Recommendations from HPC/ML specialists and enthusiasts

shakhizat · April 21, 2023, 5:41am

Dear Ask Cyberinfrastructure community,

As a small non-profit academic organization with Nvidia DGX servers, we are seeking recommendations from HPC/AI specialists and enthusiasts worldwide. We would like to know how you maintain your HPC/AI clusters for machine learning training and whether there are any online HPC clusters available for testing their functionality.

Additionally, we would appreciate any best practices you could recommend for small academic organizations, as well as any online training programs you could suggest.

If anyone has experience with Bright cluster computing, we would like to hear your thoughts on its worthiness.

Regarding the choice between Kubernetes and Slurm for small organizations, we would like to know which option would be better. Can Kubernetes provide the same functionality as Slurm in terms of job scheduling?

Thank you for your time and assistance.

Best regards,
Shakhizat

jfossot · April 22, 2023, 1:25pm

It looks as though you have a lot of questions related to how to effectively use the resources you have available.
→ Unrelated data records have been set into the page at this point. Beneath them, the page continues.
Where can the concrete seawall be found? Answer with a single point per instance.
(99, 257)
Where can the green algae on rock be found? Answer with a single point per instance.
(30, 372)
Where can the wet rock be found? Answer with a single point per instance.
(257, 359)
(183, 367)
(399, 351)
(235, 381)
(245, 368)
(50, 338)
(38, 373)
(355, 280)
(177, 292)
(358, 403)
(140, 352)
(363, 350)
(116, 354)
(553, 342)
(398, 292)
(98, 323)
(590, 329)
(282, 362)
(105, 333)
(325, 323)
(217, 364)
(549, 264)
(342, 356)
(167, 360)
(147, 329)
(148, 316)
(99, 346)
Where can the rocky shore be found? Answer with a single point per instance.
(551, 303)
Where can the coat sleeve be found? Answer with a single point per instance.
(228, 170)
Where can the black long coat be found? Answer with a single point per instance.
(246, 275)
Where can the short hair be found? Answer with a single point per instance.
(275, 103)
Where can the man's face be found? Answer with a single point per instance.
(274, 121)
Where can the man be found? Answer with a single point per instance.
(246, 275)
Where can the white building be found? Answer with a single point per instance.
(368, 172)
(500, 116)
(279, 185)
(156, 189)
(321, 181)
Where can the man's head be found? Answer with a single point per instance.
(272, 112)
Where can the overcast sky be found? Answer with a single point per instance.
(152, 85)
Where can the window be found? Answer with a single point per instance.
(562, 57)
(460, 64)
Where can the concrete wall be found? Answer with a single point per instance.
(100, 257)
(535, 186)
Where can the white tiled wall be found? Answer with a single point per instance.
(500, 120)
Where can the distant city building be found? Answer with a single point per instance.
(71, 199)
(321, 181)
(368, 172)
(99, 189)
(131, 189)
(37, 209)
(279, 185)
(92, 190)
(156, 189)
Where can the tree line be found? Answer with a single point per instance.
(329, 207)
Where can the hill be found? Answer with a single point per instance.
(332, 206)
If I were to solve the same problem. I will use nationally available testbeds to evaluate hardware and Applications that I am interested in. I will identify some of the users on my campus then get a Campus Champions allocation from ACCESS. I will give these identified users access and watch how they use the resources. I will then make it a staple of my service offering.

These are some testbeds that I know of. I have never use them but I have had for close communication with them:

Chameleon Testbed
FABRIC Testbed also includes many testbeds around the world

Some free computing resources that you can have access to are:

ACCESS. The Campus Champions allocation will work well for you. It worked for me when I was at R2 and R3 institutions.
ALCF, Find a contact and talk to them. They also offer training for facilitators .
OLCF. You can find resources and training. This is where I was first exposed to HPC.
NERSC. The resources here are mostly for scientific applications, they also have training.

As far as Slurm and Kubernetes goes, you can use them in different ways:

You can use Slurm manage jobs especially for your bare metal
If you could virtualize you GPU server and have vGPUs then Kubernetes can be very useful to manage the resources and run applications. I think this one will work well for you. I can talk more on how to use it if you are available.